Date of Award

August 2020

Degree Type

Dissertation

Degree Name

Doctor of Philosophy

Department

Educational Psychology

First Advisor

Nadya A Fouad

Committee Members

Stephen Wester, Bo Zhang, Christopher Lawson

Keywords

Academic Persistence, Measurement, Outcome Expectations, Psychometrics, Retention, Social Cognitive Career Theory

Abstract

Academic persistence, or a student’s decision to leave an institution of higher education, has remained an inveterate puzzle to researchers, theoreticians, institutions, and counselors. Despite a large body of theoretical and empirical literature, the rate at which students leave institutions of higher education has remained stable over the past 50 years. The discipline of counseling psychology has a long tradition of investigating academic persistence from a psychological perspective. Earlier investigations in counseling psychology focused on identifying psychopathological traits, cognitive abilities, and contextual factors associated with a student’s decision to leave. These investigations were met with a sociological reaction that has dominated the question of persistence for the past forty years. Though useful in describing the institution’s role in persistence, these models lack substantial empirical support and are fraught with conceptual problems. Meta-analytic studies investigating non-cognitive factors in academic persistence have revealed that social cognitive constructs namely academic self-efficacy and goals are predictive of student retention when traditional predictors are accounted for (Robbins et al., 2004).

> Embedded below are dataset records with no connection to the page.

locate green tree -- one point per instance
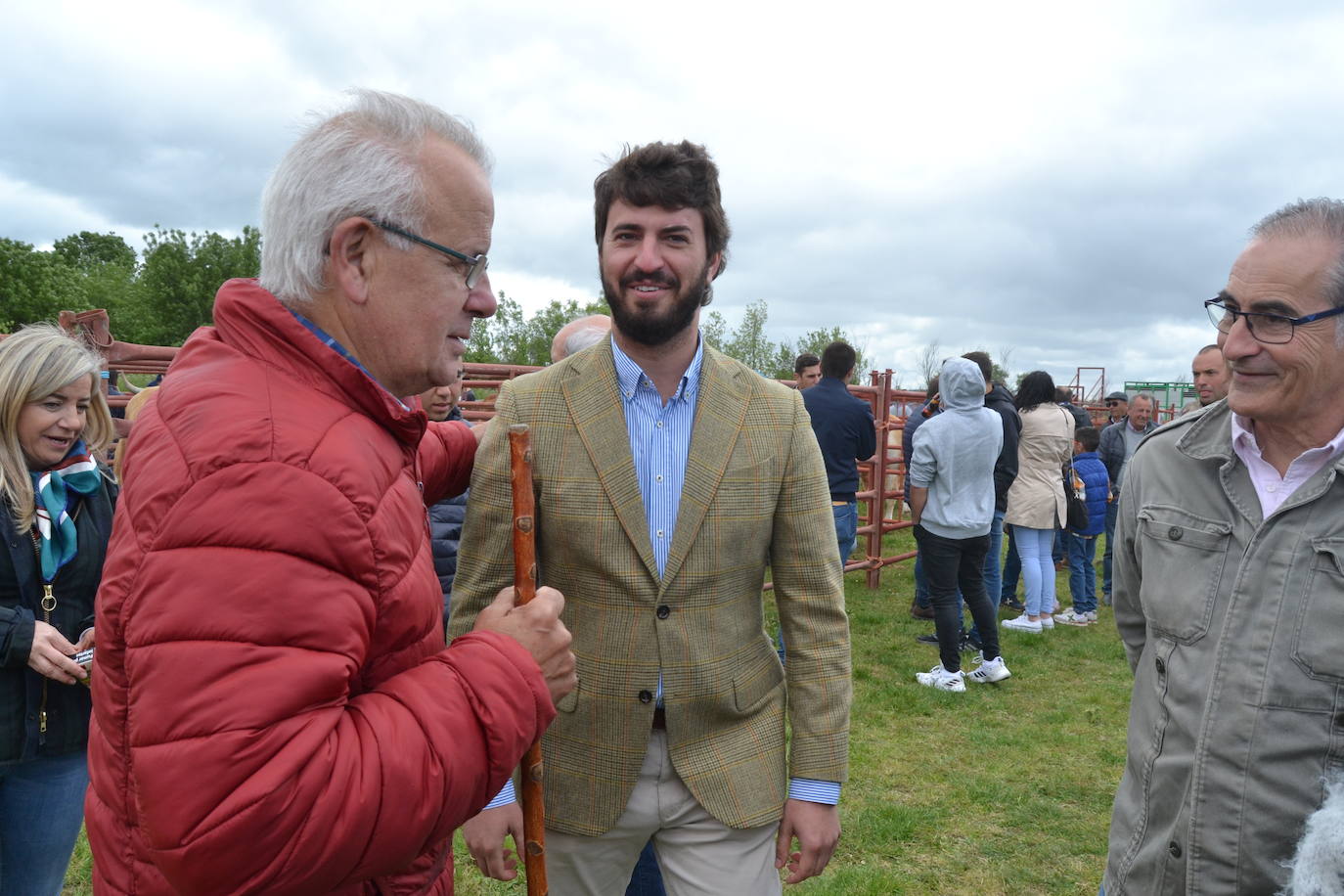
(712, 327)
(87, 251)
(35, 285)
(749, 342)
(179, 280)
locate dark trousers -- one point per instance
(951, 563)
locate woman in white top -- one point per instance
(1037, 499)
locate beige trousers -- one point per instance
(699, 855)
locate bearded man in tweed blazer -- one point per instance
(668, 478)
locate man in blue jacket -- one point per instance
(845, 434)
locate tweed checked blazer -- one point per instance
(755, 496)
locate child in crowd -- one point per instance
(1081, 544)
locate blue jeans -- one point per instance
(1012, 569)
(957, 564)
(847, 525)
(1038, 568)
(1111, 515)
(40, 810)
(1082, 574)
(994, 578)
(647, 878)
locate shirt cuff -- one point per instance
(809, 790)
(507, 795)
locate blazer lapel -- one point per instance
(719, 413)
(593, 396)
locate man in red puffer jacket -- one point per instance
(276, 711)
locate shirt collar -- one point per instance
(631, 375)
(328, 340)
(1243, 441)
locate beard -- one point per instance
(653, 327)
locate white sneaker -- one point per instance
(942, 680)
(989, 672)
(1021, 623)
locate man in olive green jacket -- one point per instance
(668, 478)
(1230, 587)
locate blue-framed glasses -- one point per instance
(476, 265)
(1273, 330)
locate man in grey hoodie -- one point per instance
(952, 503)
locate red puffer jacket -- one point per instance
(274, 709)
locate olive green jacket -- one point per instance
(1234, 626)
(755, 496)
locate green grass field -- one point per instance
(1005, 788)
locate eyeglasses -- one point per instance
(1273, 330)
(476, 263)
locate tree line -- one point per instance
(158, 295)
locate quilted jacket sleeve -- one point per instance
(266, 752)
(811, 600)
(439, 473)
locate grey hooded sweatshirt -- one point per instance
(955, 456)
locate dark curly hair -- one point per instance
(1035, 388)
(671, 176)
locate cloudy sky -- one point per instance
(1066, 180)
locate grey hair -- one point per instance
(360, 161)
(1320, 216)
(585, 337)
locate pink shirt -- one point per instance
(1272, 488)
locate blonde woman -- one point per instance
(1037, 499)
(57, 521)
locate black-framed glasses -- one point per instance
(476, 263)
(1273, 330)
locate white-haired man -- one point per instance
(276, 711)
(578, 335)
(1230, 589)
(1208, 371)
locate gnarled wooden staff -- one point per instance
(524, 587)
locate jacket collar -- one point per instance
(252, 321)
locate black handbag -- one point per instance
(1075, 501)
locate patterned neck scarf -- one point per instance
(53, 493)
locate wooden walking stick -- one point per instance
(524, 587)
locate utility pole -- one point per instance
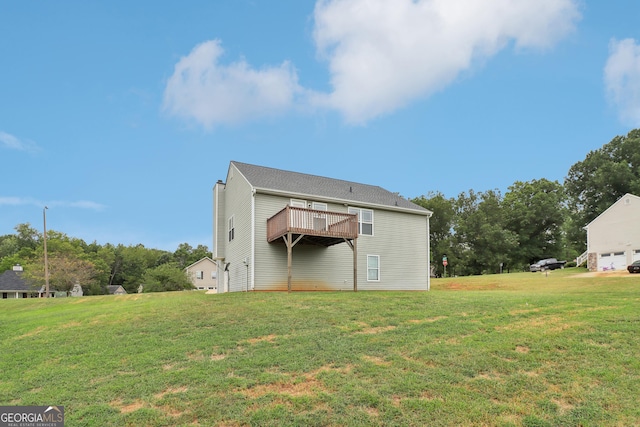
(46, 263)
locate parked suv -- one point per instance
(547, 264)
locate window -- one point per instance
(319, 219)
(373, 268)
(232, 230)
(365, 220)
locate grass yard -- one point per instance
(518, 349)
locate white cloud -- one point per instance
(381, 54)
(13, 143)
(203, 89)
(21, 201)
(622, 79)
(384, 54)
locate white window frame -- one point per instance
(359, 212)
(231, 228)
(298, 203)
(376, 268)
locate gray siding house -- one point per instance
(277, 230)
(613, 238)
(13, 285)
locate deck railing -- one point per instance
(312, 222)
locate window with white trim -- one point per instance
(365, 220)
(319, 219)
(373, 268)
(232, 230)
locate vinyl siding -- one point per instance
(617, 229)
(237, 203)
(399, 239)
(219, 221)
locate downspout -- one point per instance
(252, 259)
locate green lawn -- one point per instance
(519, 349)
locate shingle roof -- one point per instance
(13, 281)
(264, 178)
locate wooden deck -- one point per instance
(312, 226)
(299, 226)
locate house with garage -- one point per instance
(203, 274)
(277, 230)
(13, 285)
(613, 238)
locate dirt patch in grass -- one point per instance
(127, 408)
(306, 386)
(376, 330)
(296, 385)
(377, 360)
(455, 286)
(613, 273)
(36, 331)
(542, 323)
(267, 338)
(427, 320)
(171, 390)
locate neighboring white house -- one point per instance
(613, 238)
(203, 274)
(282, 230)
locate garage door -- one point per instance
(612, 261)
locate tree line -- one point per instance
(488, 232)
(95, 266)
(478, 232)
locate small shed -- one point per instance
(116, 290)
(14, 285)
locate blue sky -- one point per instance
(120, 116)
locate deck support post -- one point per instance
(353, 244)
(288, 239)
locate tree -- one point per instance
(535, 213)
(186, 255)
(440, 226)
(166, 277)
(481, 242)
(64, 272)
(603, 177)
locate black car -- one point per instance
(635, 267)
(547, 264)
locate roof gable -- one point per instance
(313, 186)
(627, 198)
(205, 260)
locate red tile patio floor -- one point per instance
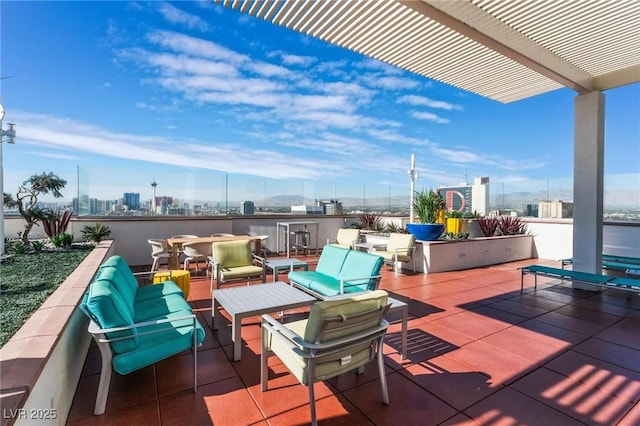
(480, 352)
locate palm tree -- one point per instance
(26, 199)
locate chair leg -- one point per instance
(195, 356)
(264, 359)
(312, 397)
(105, 379)
(383, 376)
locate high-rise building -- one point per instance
(131, 200)
(555, 209)
(247, 208)
(468, 198)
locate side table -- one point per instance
(181, 277)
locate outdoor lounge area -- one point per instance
(479, 352)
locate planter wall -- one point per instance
(42, 362)
(440, 256)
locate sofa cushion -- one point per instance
(113, 276)
(162, 307)
(116, 269)
(358, 265)
(321, 311)
(104, 304)
(121, 265)
(331, 260)
(240, 272)
(158, 346)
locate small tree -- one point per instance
(26, 200)
(55, 223)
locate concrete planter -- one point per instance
(441, 256)
(42, 362)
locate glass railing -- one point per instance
(101, 191)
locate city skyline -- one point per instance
(182, 91)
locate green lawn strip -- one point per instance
(26, 280)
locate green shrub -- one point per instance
(95, 233)
(369, 221)
(63, 240)
(18, 247)
(393, 227)
(38, 246)
(26, 280)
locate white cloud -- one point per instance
(424, 101)
(80, 138)
(293, 60)
(429, 116)
(176, 16)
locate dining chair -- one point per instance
(196, 252)
(400, 248)
(159, 250)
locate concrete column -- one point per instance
(588, 184)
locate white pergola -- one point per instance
(502, 50)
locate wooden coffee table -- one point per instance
(245, 301)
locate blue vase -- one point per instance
(426, 231)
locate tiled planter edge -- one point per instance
(40, 365)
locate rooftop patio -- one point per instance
(480, 352)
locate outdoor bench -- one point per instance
(339, 271)
(609, 261)
(135, 326)
(605, 281)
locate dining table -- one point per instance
(176, 244)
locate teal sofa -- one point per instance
(135, 326)
(339, 271)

However, outcome expectations, an integral theoretical component of social cognitive theory, remain almost completely unexamined in the domain of academic persistence. This study sought to develop a theoretically derived scale to measure outcome expectations in the domain of academic persistence. An initial item pool was developed and sent to a sample of college students (N = 216). A second, confirmatory sample of undergraduate students was collected via an online crowdsourcing format known as Prolific Academic (N = 301). Results suggested the presence of a two-factor structure was the most parsimonious solution that fit the data rather than the hypothesized three-factor structure. The two factors retained across both samples anticipated rewards and punishments that students perceived about remaining in college for the year. This was contrary to Bandura’s (1977, 1997) hypothesis that outcome expectations conformed to three classes. Limitations and implications are discussed.